Thursday, 19 May 2011


Ipomoea purpurea, or the Common Morning Glory, is not a native of the UK but is grown here for its pretty purple flowers. This   native of Mexico  and Central America (Wikipedia) is normally treated as an annual when grown from seed, and happily climbs and entwines itself round anything near enough for it to get it tendrils around. It appears, if you have ever grown a plant indoors, that it can detect a nearby object and then grows towards it; however I am sure it simply launches itself outward, so that at some point it finds a frame, whatever shape or form that may take, to wrap its tendrils around.  If the young seedlings grow near to each other they will entwine themselves around each other and thereby become very difficult to separate.
  The leaves of the morning glory are heart shaped and the twining stems hairy, unlike its near relatives the field and hedge bindweed whose stems have very little or no hairs. Ipomea’s seeds are said to have psychedelic properties, and are classified as poisonous by seed merchants. Both Ipomea purpurea and Ipomea tricolor contain LSA, (Lysergic Acid Amide) presenting an experience  said to be similar to LSD. Internet sources indicate that the seeds can be crushed, eaten or soaked and drunk, and will then provide an  intoxication lasting 4to 8 hours.   Evidently it was used by ‘Central American Indians in ceremonial and traditional ceremonies.’   Ipomea varieties also have a long history of use in  Mexico where it grows in a manner similar to the bindweed here in the UK, rapidly covering anything near enough to get its tendrils around. A full and in depth investigation of Ipomea’s narcotic use can be found at;
  According to Scott Cunningham (Encyclopedia of Magical Herbs) the morning glory or bindweed (Ipomoea spp) are  masculine plants, classified as being under the influence of the planet Saturn;   the element water, and with powers over happiness and peace. Cunningham indicates that one can  ‘Place the seeds beneath the pillow to stop all nightmares. And also that grown in the garden, blue morning glories bring peace and happiness. The root of the morning glory, according to Cunningham, may be used as a substitute for High John the Conqueror root.’ Not sure that I agree with him on some of these points although the pretty trumpet flowers are a joy to behold.

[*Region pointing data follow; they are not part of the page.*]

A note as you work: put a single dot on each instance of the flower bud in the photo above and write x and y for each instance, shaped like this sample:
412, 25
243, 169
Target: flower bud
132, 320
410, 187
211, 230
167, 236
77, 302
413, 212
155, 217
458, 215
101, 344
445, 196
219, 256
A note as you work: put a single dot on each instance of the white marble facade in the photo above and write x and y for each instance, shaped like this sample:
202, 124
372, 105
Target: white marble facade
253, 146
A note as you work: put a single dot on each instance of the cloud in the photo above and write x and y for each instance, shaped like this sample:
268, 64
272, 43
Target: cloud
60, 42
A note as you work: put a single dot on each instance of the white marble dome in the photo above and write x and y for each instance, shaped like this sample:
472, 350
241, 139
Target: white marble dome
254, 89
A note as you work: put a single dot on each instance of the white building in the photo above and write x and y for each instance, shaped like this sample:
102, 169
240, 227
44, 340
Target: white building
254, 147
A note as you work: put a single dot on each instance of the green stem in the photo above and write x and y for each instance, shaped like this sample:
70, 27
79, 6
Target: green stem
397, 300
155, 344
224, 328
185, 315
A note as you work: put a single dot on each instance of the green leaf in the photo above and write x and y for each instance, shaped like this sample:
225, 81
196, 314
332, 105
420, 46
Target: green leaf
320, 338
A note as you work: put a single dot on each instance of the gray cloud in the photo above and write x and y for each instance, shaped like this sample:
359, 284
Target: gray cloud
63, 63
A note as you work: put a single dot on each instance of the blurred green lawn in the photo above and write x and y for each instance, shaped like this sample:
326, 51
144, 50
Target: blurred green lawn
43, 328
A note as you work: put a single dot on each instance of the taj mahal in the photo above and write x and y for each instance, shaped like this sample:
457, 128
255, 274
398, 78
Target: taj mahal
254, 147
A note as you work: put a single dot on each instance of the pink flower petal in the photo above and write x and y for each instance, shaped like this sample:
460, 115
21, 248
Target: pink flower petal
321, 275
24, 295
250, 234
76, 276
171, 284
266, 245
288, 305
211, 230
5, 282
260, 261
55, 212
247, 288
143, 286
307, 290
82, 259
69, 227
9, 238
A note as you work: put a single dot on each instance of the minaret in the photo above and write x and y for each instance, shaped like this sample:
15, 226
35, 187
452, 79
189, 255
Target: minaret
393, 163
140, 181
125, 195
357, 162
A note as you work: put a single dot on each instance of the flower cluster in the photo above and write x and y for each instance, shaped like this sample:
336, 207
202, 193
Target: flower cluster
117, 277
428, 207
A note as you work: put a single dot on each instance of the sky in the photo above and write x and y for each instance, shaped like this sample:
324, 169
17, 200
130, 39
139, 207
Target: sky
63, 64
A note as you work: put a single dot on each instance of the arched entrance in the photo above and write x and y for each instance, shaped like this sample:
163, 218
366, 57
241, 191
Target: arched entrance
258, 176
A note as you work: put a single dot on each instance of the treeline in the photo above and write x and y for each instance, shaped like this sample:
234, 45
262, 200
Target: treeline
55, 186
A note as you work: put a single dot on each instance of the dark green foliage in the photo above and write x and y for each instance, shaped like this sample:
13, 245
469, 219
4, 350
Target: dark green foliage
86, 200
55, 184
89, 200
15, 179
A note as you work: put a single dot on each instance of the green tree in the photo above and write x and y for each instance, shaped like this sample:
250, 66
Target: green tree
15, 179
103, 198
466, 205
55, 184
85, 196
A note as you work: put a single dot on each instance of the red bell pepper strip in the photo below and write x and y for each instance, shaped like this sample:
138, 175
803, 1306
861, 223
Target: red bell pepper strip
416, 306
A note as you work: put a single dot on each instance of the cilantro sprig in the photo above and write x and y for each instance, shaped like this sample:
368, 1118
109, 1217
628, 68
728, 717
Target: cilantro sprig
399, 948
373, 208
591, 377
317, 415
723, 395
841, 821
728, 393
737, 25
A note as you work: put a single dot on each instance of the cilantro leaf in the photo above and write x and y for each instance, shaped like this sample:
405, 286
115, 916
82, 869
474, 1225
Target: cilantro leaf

  It is the Ipomea purga also called Ipomea Jalapa or Jalap Bindweed that he is  known as High John the Conqueror root or the jalap bindweed This a native of South America, whose ‘tubers, varying in size from a walnut to an orange, are dark, umber-brown in colour, and much wrinkled.’ (Mrs Grieve) Cunningham places  this variety under the planet Mars and allocates it the element water, used for success with 'money, love, happiness' and to bring 'success'.
  According to Mrs Grieve ‘All the Convolvulus family have purgative properties.’ She goes onto explain  that convolvulus scammonia (scammony) has a beneficial function as it ‘is used in homœopathy.’ However ‘there are three kinds of Convolvulus or Bindweed in our native flora.’  These she names as the ‘Field, Hedge, and the Sea Convolvulus.’  The Bindweed (field and hedge) is named as a common invasive plant here in the UK, however Mrs Grieve   points to Anne Pratt’s very interesting observations; (Flowers and their Associations ) ‘while some twining plants follow the apparent course of the sun and turn round the supporting stems from left to right, others like the large White Bindweed or Convolvulus, twine contrary to the sun, from right to left, and never otherwise; even if the gardener turn it in another direction, the plant, if unable to disengage itself and assume its normal bias, will eventually perish.’ As a plant that lives truly in the hedge, neither in the woodland or in the field, it’s possible associations I find, appear rather intriguing. The field bindweed on the other hand, can grow along the ground, choking out crops and covering grassland.
    It is also interesting to consider that ‘C. Batasas, the tuberous-rooted Bindweed,’ or sweet potato whose roots ‘abound in starch and sugar and produce a nourishing food.’ I have always found it amazing that within a genus of largely inedible plants there will be found one or two staple foods.